Defining Characteristics

Career counseling in schools needs to be differentiated from the broader category of school-based career interventions due to its more personalized nature characterized by career-focused face-to-face interaction and focused on occupational selection and decision making in relation to the individual's view of self in relation to life and future work roles. In contrast to other forms of counseling, the use of some form of assessment may contribute to the discussion and planning process. While career education promotes career development through its focus on knowledge and skills, career counseling enables the individual to refine the process through consultation and discussion. In the literature, there has been an extensive debate about interaction between personal counseling and career counseling with many authors acknowledging not only their complementarity, but also the distinctive sets of specialized skills needed by counselors in both aspects of the work.

Impact of Developmental Stages

Career education begins (whether explicitly a part of the curriculum or not) in elementary school, but career counseling is more likely at particular phases of secondary school. Career choices are among the most important decisions any young person has to make. Young people today have greater awareness of the world of work as they experience the impact of parents' occupations, with more mothers working, and may see friends and older siblings struggling to find employment or experiencing work as stressful. They also develop ideas about the working world through television viewing. In adolescence, the learner is developing a sense of personal identity and refining ideas about the self.

Career counselors are likely to see youth at various stages of the career development process with varying levels of readiness for planning and decision making being evident through the course of adolescence, and differences across a cohort will be evident at key decision points.
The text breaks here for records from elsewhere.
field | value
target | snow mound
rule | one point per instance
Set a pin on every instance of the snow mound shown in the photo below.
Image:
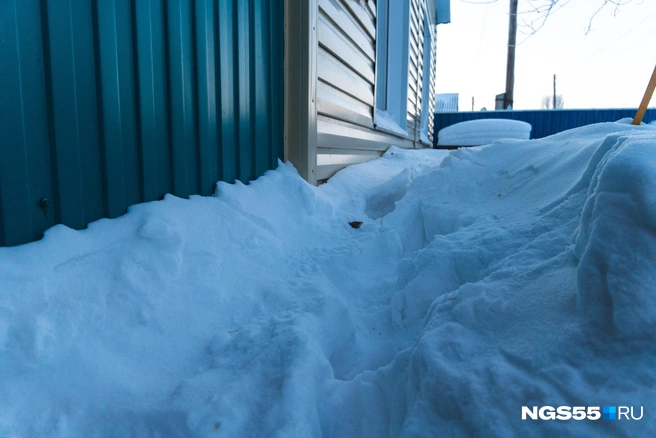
(615, 243)
(477, 282)
(484, 131)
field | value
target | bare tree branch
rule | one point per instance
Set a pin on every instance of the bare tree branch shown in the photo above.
(537, 12)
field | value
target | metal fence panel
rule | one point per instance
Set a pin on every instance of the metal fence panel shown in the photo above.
(108, 104)
(544, 122)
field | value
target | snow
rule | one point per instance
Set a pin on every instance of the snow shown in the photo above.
(482, 280)
(483, 131)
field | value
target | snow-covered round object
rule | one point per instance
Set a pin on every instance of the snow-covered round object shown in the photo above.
(484, 131)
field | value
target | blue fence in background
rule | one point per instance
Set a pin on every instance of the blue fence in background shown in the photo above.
(105, 104)
(544, 122)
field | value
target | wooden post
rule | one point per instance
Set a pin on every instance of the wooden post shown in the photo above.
(510, 67)
(554, 107)
(645, 99)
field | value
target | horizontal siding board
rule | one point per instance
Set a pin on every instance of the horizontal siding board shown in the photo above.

Some studies have shown that as young people approach school-leaving, it may be the parents rather than the individual who show more concern or express anxieties about the future.

In adolescence, individuals are located within the exploration stage (as first identified by Donald Super), and young people will have developed different levels of competencies in the different tasks required to progress in this stage (self- and occupational awareness, crystallization, and specification). James Marcia expanded on Erik Erikson's work related to adolescent identity development and identified four identity statuses: foreclosure (where the young person tends to conform to expectations), diffusion (where the young person has not yet committed to a direction), moratorium (where active exploration of alternatives is occurring), and achievement (good progress has been made toward a sense of identity). It is very important for career counselors to be sensitive to these variables because they have a substantial impact on the young person's readiness for engagement in the process and because different individuals will have different needs at any point. Some measures of career maturity or readiness for career decision making have been developed; for example, the Career Decision Scale (developed by Super and his colleagues) and the Career Maturity Inventory (see Crites, John O.).